9102-5486 Québec Inc. v. Café Suprême Canada Inc., EYB 2008-146794

In April 2001, the franchisee signed a franchise agreement with the franchisor Café Suprême Canada Inc. ("Café Suprême") for the operation of a franchise in a commercial building. The building had many tenants and some 700 workers. Following the drop in occupancy, the building was sold to a new owner who changed the commercial designation into a residential one, and terminated the franchisee’s lease.

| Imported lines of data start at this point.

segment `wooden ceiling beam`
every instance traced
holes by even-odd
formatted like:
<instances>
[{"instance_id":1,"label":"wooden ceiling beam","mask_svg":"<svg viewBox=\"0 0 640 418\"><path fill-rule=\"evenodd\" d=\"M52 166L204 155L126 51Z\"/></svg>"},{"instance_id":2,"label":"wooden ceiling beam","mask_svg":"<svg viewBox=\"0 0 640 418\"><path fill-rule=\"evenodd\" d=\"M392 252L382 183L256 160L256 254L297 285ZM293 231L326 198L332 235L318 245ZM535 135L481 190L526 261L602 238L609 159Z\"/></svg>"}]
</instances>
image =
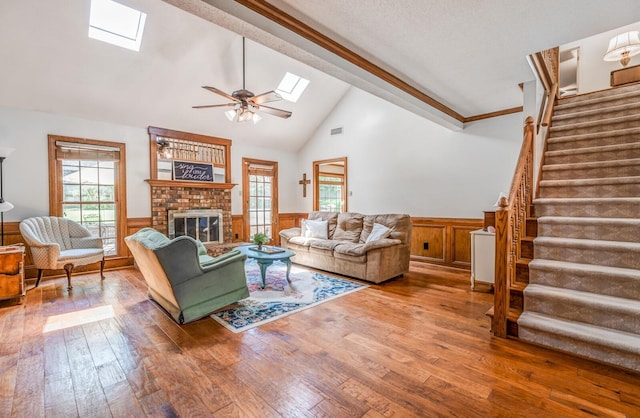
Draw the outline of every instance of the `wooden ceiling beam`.
<instances>
[{"instance_id":1,"label":"wooden ceiling beam","mask_svg":"<svg viewBox=\"0 0 640 418\"><path fill-rule=\"evenodd\" d=\"M364 71L378 77L379 79L391 84L394 87L404 91L405 93L415 97L423 103L439 110L440 112L451 116L452 118L464 122L465 117L451 109L450 107L440 103L418 88L412 86L399 77L391 74L389 71L372 63L361 55L356 54L345 46L339 44L328 36L313 29L311 26L303 23L295 17L289 15L283 10L269 4L265 0L235 0L236 3L253 10L254 12L264 16L265 18L283 26L291 32L302 36L308 41L326 49L327 51L339 56L340 58L350 62L351 64L362 68Z\"/></svg>"}]
</instances>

The franchisee and the franchisor entered into a sublease for a shop located on Sherbrooke Street in Montreal. Shortly thereafter, the building occupancy started to decrease, as did the franchisee’s revenues. The franchisee notified the franchisor about his concerns. In April 2004, the building was sold and the new owner terminated the franchisee’s lease, which was never registered. The franchisor did, however, arrange for an extension of the lease with the new owner. The franchisee refused this new arrangement because he would have been the only lessee left in the building during a two-year renovation period. Thus, the franchisee claimed an amount of $471,903 in damages.

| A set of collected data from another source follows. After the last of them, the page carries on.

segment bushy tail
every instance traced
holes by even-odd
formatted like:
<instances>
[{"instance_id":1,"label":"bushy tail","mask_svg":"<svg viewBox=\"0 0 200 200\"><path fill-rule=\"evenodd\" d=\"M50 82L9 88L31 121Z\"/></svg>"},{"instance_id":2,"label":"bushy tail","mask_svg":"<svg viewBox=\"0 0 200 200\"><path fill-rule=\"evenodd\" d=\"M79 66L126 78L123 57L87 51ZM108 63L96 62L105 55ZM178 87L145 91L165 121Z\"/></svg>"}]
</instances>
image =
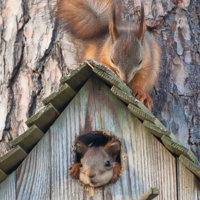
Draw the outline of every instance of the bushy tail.
<instances>
[{"instance_id":1,"label":"bushy tail","mask_svg":"<svg viewBox=\"0 0 200 200\"><path fill-rule=\"evenodd\" d=\"M58 0L55 17L79 38L90 39L108 30L111 0Z\"/></svg>"}]
</instances>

The Superior Court noted that both the sublease and the franchise agreement were contracts of adhesion as the stipulations were not negotiated and were all in favour of the franchisor. Despite the fact that the lease was entered into by a former subsidiary of the franchisor, the Court concluded that Café Supreme was the sublessor, since the franchisee was never informed of the true identity of the lessor, and the franchisor’s former subsidiary no longer existed. The Court noted that the registration of the lease was not required by law. However, the lessor is obligated to provide the lessee with peaceful enjoyment of the property throughout the term of the lease. Under the circumstances, the absence of registration resulted in an impossibility for the franchisee to operate the franchise in accordance with the franchise agreement. The Court concluded that the franchisee was not bound by the franchisor’s arrangement to extend the lease since the new context would be unsustainable for the franchisee. Lastly, the Court deemed that the limitation of warranty with respect to the profitability of the franchisee’s operations is not applicable where there is a quasi total loss of business caused by a change in the building’s designation. The Court declared both the franchisor and the initial owner of the building responsible for 70% and 30% respectively of the damages evaluated at $75,000.